LA PRENSA FINANCIERA INTERNACIONAL, DURA CON EL GOBIERNO
La prensa financiera internacional descargó hoy ásperos comentarios contra la Argentina y su papel que el gobierno del presidente Néstor Kirchner desenvuelve en la larga y fatigosa negociación de su pesada deuda externa.
La edición estadounidense del Financial Times (FT), sostuvo hoy que “el rencor entre Argentina y el FMI comienza a personalizarse”, mientras una tradicional columna latinoamericana del Wall Street Journal (WSJ) dijo que la Argentina “juega sucio” con el Fondo Monetario Internacional.
Según el Wall Street Journal, en el siglo XIX, una moratoria de deuda impaga tan pesada, “bien le podría haber provocado un ataque militar”, porque “la diplomacia de los barcos de guerra, con el envío de militares para reclamar activos- era una práctica aceptada”.
Según la columna “ahora el gobierno de Kirchner parece creer que la Argentina no tiene necesidad de devolver el dinero”.
Agregó que “en los dos años que transcurrieron desde el default, Argentina adoptó métodos crecientemente complicados para decirle a los acreedores que perdieron su dinero”, y hoy su actitud hacia los acreedores no difiere de la de diciembre de 2001, cuando “el Congreso aplaudió de pie” la intención argentina de no pagar la deuda, anunciada por el entonces presidente Adolfo Rodríguez Saá.
El diario británico reconoció que “las negociaciones entre el gobierno en default y el Fondo Monetario Internacional, su acreedor más importantes, raramente han sido cordiales (…), pero el miércoles, hubo une revuelta sin precedentes en el directorio del FMI”.
En efecto, Italia, Japón y el Reino Unido, tres exponentes del G-7 (los siete mayores países industrializados), se sumaron a las ocho abstenciones en la votación sobre la aprobación de la continuidad de un préstamo a la Argentina.
“El rencor asumió un nuevo nivel”, dijo el Financial Times, para alertar que “a menos que las negociaciones de la Argentina con los inversionistas privados internacionales por los 90.000 millones de dólares de deuda en default tome un rápido giro para bien, el desacuerdo probablemente empeorará”.
Además, dijo, la Argentina se equivoca si su estrategia es la de aislar a la número dos del FMI, Anne Krueguer, dado el respaldo que obtuvo en las ocho abstenciones del directorio el pasado miércoles.

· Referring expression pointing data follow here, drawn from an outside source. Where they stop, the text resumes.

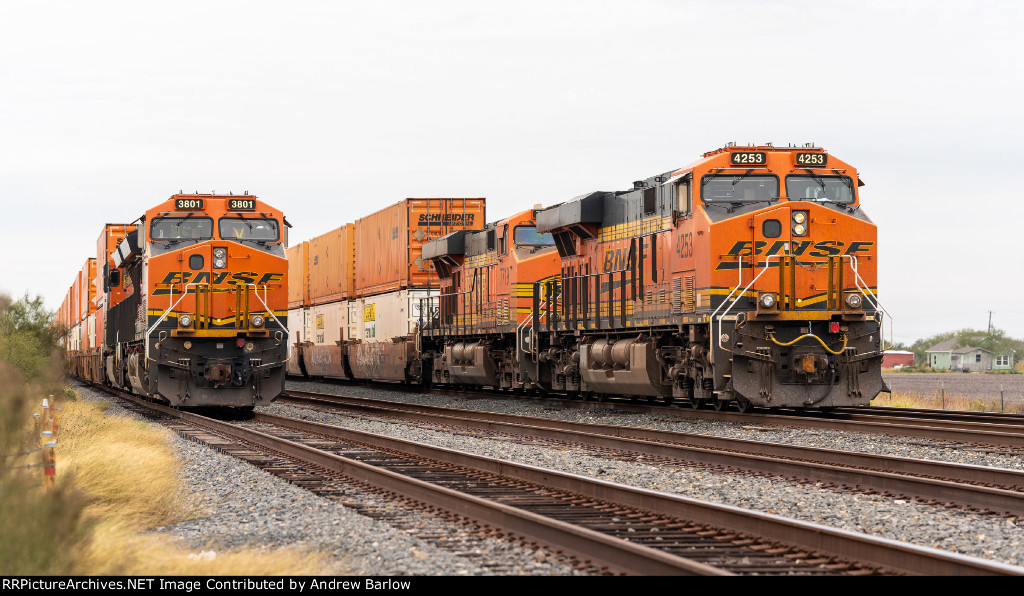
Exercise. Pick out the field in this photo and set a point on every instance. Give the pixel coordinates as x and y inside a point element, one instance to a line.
<point>973,387</point>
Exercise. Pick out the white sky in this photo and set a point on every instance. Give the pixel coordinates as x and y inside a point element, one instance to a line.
<point>333,110</point>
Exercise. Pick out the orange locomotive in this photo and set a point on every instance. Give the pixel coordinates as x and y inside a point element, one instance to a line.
<point>478,330</point>
<point>747,278</point>
<point>193,308</point>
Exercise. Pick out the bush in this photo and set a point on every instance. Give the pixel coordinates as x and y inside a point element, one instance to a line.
<point>42,533</point>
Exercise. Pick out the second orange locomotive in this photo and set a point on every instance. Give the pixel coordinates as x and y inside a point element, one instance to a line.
<point>745,279</point>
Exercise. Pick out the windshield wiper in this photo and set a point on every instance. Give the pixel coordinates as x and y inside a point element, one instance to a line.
<point>737,205</point>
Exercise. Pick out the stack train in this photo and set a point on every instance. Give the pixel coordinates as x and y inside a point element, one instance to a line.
<point>186,304</point>
<point>744,279</point>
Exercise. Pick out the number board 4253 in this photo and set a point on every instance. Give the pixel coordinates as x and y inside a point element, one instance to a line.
<point>241,204</point>
<point>750,159</point>
<point>812,160</point>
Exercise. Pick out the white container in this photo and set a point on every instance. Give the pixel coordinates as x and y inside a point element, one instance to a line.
<point>328,324</point>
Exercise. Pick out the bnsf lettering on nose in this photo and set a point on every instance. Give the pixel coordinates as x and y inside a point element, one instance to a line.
<point>825,248</point>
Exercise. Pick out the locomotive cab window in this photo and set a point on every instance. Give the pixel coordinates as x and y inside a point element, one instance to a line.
<point>738,188</point>
<point>683,198</point>
<point>526,236</point>
<point>827,188</point>
<point>181,228</point>
<point>254,228</point>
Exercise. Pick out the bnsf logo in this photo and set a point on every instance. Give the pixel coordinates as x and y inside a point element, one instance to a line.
<point>446,218</point>
<point>825,248</point>
<point>223,278</point>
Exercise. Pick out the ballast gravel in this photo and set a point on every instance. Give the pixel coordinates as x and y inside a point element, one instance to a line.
<point>251,507</point>
<point>248,507</point>
<point>988,537</point>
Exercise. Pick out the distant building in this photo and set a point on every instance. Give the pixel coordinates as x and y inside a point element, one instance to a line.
<point>940,354</point>
<point>1004,362</point>
<point>968,358</point>
<point>893,358</point>
<point>971,359</point>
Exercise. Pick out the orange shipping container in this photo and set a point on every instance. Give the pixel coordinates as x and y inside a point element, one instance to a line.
<point>389,243</point>
<point>332,265</point>
<point>76,304</point>
<point>298,274</point>
<point>87,298</point>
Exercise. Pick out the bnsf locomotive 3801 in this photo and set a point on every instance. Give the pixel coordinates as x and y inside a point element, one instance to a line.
<point>748,278</point>
<point>745,279</point>
<point>186,304</point>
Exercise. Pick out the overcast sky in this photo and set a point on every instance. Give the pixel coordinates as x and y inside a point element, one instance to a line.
<point>333,110</point>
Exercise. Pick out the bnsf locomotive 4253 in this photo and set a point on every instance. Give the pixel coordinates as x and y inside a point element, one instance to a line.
<point>186,304</point>
<point>744,279</point>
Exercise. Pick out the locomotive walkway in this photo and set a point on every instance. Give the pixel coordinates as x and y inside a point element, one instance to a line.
<point>973,486</point>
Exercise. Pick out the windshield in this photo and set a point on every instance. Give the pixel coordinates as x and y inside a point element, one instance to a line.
<point>257,228</point>
<point>179,228</point>
<point>738,188</point>
<point>835,188</point>
<point>527,236</point>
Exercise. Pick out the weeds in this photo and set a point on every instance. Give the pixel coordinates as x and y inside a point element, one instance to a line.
<point>114,477</point>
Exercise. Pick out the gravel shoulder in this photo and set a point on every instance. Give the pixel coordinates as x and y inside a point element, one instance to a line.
<point>247,507</point>
<point>988,537</point>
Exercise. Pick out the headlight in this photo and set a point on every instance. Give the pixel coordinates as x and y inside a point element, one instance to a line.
<point>219,258</point>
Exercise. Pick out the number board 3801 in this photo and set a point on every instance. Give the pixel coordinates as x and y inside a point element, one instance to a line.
<point>188,204</point>
<point>241,204</point>
<point>812,159</point>
<point>750,159</point>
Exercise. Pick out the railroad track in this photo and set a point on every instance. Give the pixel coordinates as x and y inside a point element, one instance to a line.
<point>995,430</point>
<point>621,528</point>
<point>984,488</point>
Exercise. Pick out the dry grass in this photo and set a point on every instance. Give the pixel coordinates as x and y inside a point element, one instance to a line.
<point>936,400</point>
<point>129,474</point>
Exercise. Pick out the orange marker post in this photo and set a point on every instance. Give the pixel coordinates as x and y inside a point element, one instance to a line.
<point>49,460</point>
<point>46,414</point>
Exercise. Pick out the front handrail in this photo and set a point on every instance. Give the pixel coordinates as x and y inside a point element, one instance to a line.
<point>859,283</point>
<point>255,290</point>
<point>756,278</point>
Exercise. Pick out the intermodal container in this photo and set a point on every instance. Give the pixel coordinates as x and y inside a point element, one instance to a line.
<point>76,305</point>
<point>332,265</point>
<point>389,243</point>
<point>298,274</point>
<point>87,298</point>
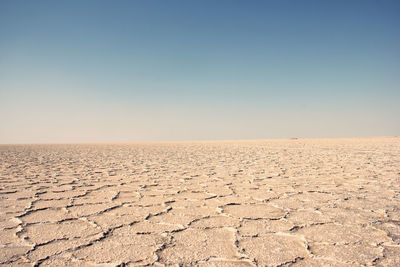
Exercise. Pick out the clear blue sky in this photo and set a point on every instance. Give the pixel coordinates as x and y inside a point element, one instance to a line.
<point>99,71</point>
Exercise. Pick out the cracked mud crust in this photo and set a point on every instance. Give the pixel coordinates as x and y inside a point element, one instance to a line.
<point>332,202</point>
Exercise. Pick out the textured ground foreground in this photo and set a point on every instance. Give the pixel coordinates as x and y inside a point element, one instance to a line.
<point>255,203</point>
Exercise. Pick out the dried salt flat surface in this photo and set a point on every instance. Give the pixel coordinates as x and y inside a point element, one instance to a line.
<point>332,202</point>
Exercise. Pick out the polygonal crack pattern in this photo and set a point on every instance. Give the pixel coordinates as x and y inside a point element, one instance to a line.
<point>332,202</point>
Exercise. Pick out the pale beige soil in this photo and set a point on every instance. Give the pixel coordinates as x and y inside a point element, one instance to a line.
<point>332,202</point>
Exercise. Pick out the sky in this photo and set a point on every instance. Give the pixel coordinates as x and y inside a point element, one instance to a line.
<point>132,71</point>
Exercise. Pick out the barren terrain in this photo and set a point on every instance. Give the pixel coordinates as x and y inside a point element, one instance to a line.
<point>332,202</point>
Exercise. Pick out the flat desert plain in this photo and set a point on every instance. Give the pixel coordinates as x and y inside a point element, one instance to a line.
<point>304,202</point>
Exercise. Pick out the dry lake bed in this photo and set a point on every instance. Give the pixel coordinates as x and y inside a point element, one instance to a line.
<point>301,202</point>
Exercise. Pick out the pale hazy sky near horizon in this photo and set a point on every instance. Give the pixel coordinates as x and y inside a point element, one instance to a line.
<point>128,71</point>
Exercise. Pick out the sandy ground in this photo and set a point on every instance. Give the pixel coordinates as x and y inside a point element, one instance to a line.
<point>331,202</point>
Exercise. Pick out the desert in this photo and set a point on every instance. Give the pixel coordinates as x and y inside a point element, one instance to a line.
<point>288,202</point>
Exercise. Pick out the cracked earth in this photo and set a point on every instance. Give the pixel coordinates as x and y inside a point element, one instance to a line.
<point>332,202</point>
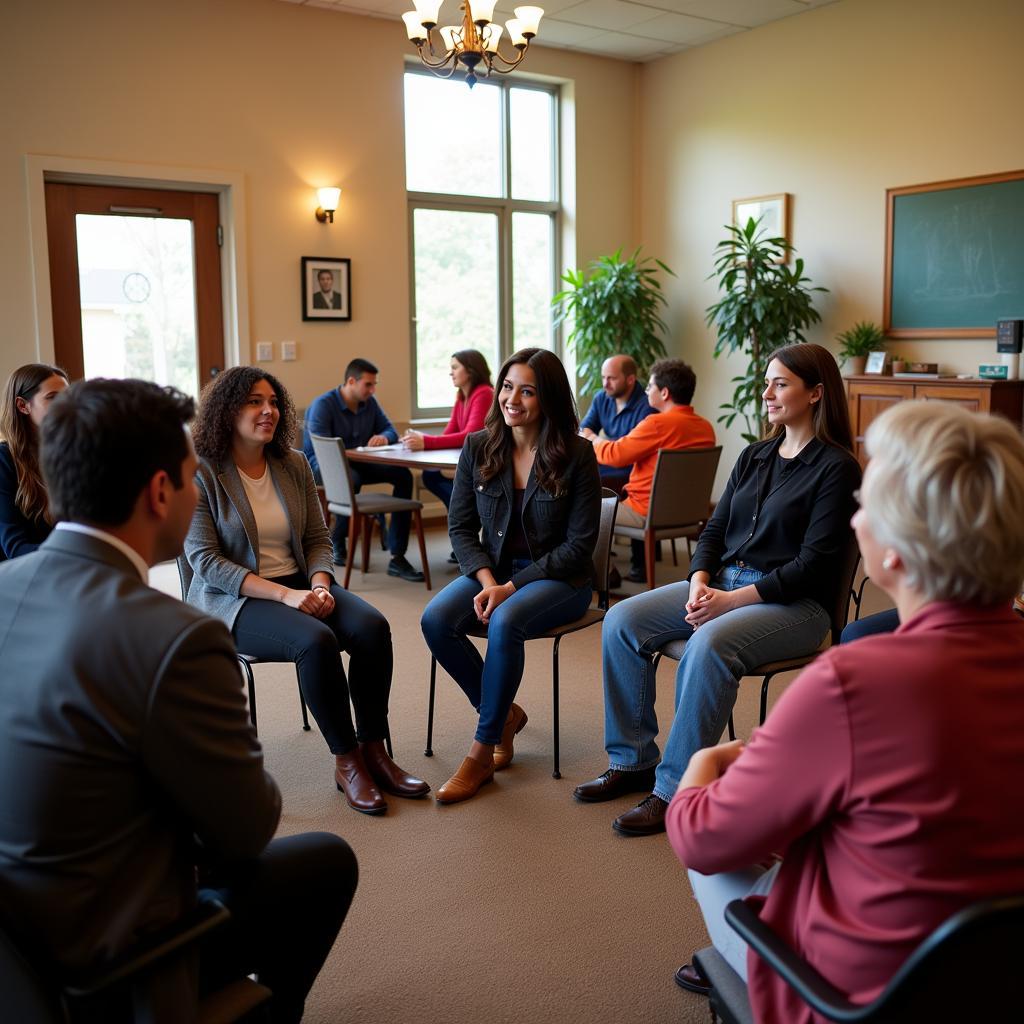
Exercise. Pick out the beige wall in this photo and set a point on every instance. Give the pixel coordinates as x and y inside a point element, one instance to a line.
<point>834,107</point>
<point>289,97</point>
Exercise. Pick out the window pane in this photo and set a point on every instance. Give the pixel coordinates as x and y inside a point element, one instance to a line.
<point>453,136</point>
<point>456,279</point>
<point>532,258</point>
<point>532,161</point>
<point>138,298</point>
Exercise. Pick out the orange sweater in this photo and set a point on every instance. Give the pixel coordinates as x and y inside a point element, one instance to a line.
<point>678,427</point>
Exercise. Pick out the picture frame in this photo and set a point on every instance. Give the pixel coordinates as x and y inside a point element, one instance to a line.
<point>327,288</point>
<point>876,363</point>
<point>774,214</point>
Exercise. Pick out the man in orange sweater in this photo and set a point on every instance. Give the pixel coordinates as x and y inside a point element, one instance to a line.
<point>670,393</point>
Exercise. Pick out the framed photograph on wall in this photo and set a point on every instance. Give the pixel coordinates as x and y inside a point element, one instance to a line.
<point>327,288</point>
<point>773,212</point>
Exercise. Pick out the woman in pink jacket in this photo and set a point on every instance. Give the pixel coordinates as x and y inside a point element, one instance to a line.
<point>888,775</point>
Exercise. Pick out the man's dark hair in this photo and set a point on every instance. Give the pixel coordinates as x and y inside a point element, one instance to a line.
<point>359,367</point>
<point>678,378</point>
<point>101,442</point>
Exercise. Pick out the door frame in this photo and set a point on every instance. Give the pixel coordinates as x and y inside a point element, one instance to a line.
<point>227,185</point>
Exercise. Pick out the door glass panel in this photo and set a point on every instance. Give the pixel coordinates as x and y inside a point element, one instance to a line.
<point>456,282</point>
<point>138,298</point>
<point>532,257</point>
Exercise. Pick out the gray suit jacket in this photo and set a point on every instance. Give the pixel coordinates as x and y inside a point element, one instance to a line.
<point>125,734</point>
<point>222,546</point>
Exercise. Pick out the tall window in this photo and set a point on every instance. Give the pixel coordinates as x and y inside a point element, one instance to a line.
<point>482,178</point>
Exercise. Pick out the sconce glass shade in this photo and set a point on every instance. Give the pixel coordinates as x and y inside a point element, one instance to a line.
<point>414,27</point>
<point>529,18</point>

Por su parte, Michael Mussa, ex economista jefe del FMI y ahora exponente del reconocido Institute For International Economics (IIE), dijo que hay un “creciente reconocimiento de que las políticas del gobierno argentino, orientadas a un virtual repudio de su deuda externa privada, son un problema”.
Las autoridades del FMI dijeron que de la vasta abstención durante la votación del directorio del organismo fueron “los continuos ataques verbales de las autoridades argentinas contra los acreedores, el FMI mismo y personalmente sobre Krueger”.
Pero Krueger, designada número dos del FMI por Estados Unidos y muy cercana a la administración Bush, también se inscribe en el marco de las señales mixtas que Washington concede sobre el acuerdo de la Argentina con los tenedores de bonos.